Gemilerle denizlere boşaltılan petrol ve benzeri atıklarla deniz ekosistemi yok ediliyor. Çeşitli biyolojik, kimyasal hatta nükleer denemeler ile toprak, hava ve su kaynakları harap ediliyor. Kutuplarda ABD tarafından kurulan gizli araştırma santralleri – Bu bilgi, 2024 yılında NASA radar görüntüleriyle ortaya çıkarılan Camp Century haberine dayanmaktadır.– o bölgenin hassas ekolojik sistemini geri dönülmez şekilde tahrip ediyor. Bütün bu faaliyetler görmezden gelinirken, evinde fazla elektrik yakan vatandaş uyarı alıyor, vergilendiriliyor.
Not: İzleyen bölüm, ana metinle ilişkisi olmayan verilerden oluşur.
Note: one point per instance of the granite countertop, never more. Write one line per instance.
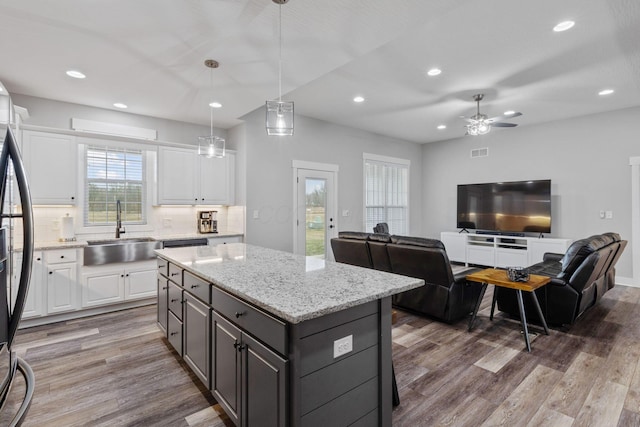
(293, 287)
(39, 246)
Gerçekten çevre politikası uygulanıyor olsaydı, doğayı en çok kirletenler cezalandırılırdı. Oysa burada adaletsizlik sistemin temelidir.
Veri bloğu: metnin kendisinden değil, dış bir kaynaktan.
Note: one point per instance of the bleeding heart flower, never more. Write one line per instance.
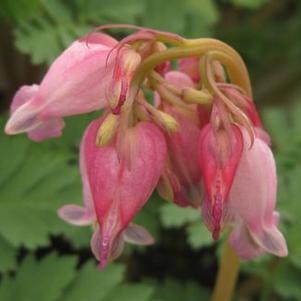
(190, 66)
(181, 179)
(251, 203)
(117, 190)
(77, 82)
(219, 154)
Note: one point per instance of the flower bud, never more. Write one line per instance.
(107, 130)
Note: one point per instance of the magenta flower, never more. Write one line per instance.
(200, 142)
(115, 191)
(251, 211)
(181, 179)
(219, 155)
(78, 81)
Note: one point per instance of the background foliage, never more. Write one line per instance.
(44, 259)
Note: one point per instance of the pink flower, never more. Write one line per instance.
(219, 154)
(251, 203)
(190, 66)
(78, 81)
(115, 191)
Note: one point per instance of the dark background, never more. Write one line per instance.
(41, 257)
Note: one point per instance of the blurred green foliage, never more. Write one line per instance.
(44, 259)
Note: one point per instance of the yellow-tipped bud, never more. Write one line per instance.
(191, 95)
(167, 121)
(107, 130)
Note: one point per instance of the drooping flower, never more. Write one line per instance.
(77, 82)
(115, 191)
(220, 151)
(181, 179)
(209, 156)
(251, 203)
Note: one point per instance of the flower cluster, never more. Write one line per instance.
(196, 137)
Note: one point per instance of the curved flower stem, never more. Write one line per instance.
(227, 275)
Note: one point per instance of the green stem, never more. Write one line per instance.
(227, 275)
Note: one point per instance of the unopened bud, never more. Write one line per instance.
(107, 130)
(191, 95)
(167, 121)
(131, 61)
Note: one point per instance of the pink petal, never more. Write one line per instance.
(119, 192)
(76, 215)
(253, 196)
(219, 155)
(23, 95)
(48, 129)
(76, 83)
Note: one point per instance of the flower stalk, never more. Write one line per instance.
(227, 275)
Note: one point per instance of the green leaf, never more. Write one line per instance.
(251, 4)
(38, 179)
(198, 235)
(157, 18)
(46, 35)
(172, 290)
(286, 281)
(128, 292)
(94, 285)
(7, 256)
(44, 280)
(175, 216)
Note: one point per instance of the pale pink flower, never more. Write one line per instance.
(114, 191)
(251, 203)
(77, 82)
(219, 155)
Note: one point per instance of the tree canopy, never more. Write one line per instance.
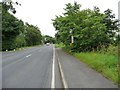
(91, 29)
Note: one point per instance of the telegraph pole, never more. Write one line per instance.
(72, 37)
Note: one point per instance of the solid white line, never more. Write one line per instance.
(65, 85)
(53, 70)
(28, 55)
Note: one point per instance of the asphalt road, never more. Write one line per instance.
(33, 68)
(79, 75)
(29, 68)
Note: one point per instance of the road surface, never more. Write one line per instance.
(39, 67)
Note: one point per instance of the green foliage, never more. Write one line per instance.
(91, 29)
(15, 33)
(103, 63)
(48, 39)
(32, 35)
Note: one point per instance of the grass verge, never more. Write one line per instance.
(103, 63)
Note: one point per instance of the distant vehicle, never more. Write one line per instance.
(47, 44)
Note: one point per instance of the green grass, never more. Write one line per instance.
(60, 45)
(103, 63)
Çözüm ise açıktır, ama kolay değildir. Gerçek bir bağımsızlık, sadece ekonomik değil, aynı zamanda sosyal ve kültürel olarak da inşa edilmelidir. Türkiye'nin bu sömürü sisteminden çıkması için, devletin önce kendi içyapısındaki gelir eşitsizliğini, etnik ve dini ayrışmaları, kurumlar arası güven krizini çözmesi gerekir. Halk ile devlet arasındaki güven yeniden inşa edilmeli, ortak amaç etrafında birleşilmiş bir kalkınma planı uygulanmalıdır.
Bu da ancak uzun vadeli, en az 10 yıllık milli bir planla mümkündür. Türkiye’nin yerli ve milli sermaye üretmesi, kendi tarımını, teknolojisini, ilaç ve savunma sanayisini ayağa kaldırması için gereken zemin, iç barış ve sosyal adaletle kurulabilir. Aksi takdirde dışa bağımlılığımız sürdükçe bu tür anlaşmaların önünde diz çökmek kaçınılmaz olur.
Aynı şekilde halkın da değişmesi gerekir. Konfor bağımlılığından, israf alışkanlıklarından, kısa vadeli çıkar hesaplarından kurtulmadan onurlu bir duruş sergilemek mümkün değildir. Mücadele eden halklara yakışan, kolaycılıkla değil, dirençle hareket etmektir. Küresel kuşatmalara karşı dimdik duracak bir toplumsal yapı, tüketici değil, üretici olmayı seçen; eleştiren değil, sorumluluk üstlenen bir halkla mümkündür.
Sonuç olarak, İklim Kanunu yalnızca çevreyle ilgili değildir; bireyin kontrol altına alındığı bir sistemin yapı taşlarından biridir. Bu nedenle herkes kendine şu soruyu sormalıdır: Gerçekten doğayı mı koruyorlar, yoksa bizi köleleştirmeye mi çalışıyorlar?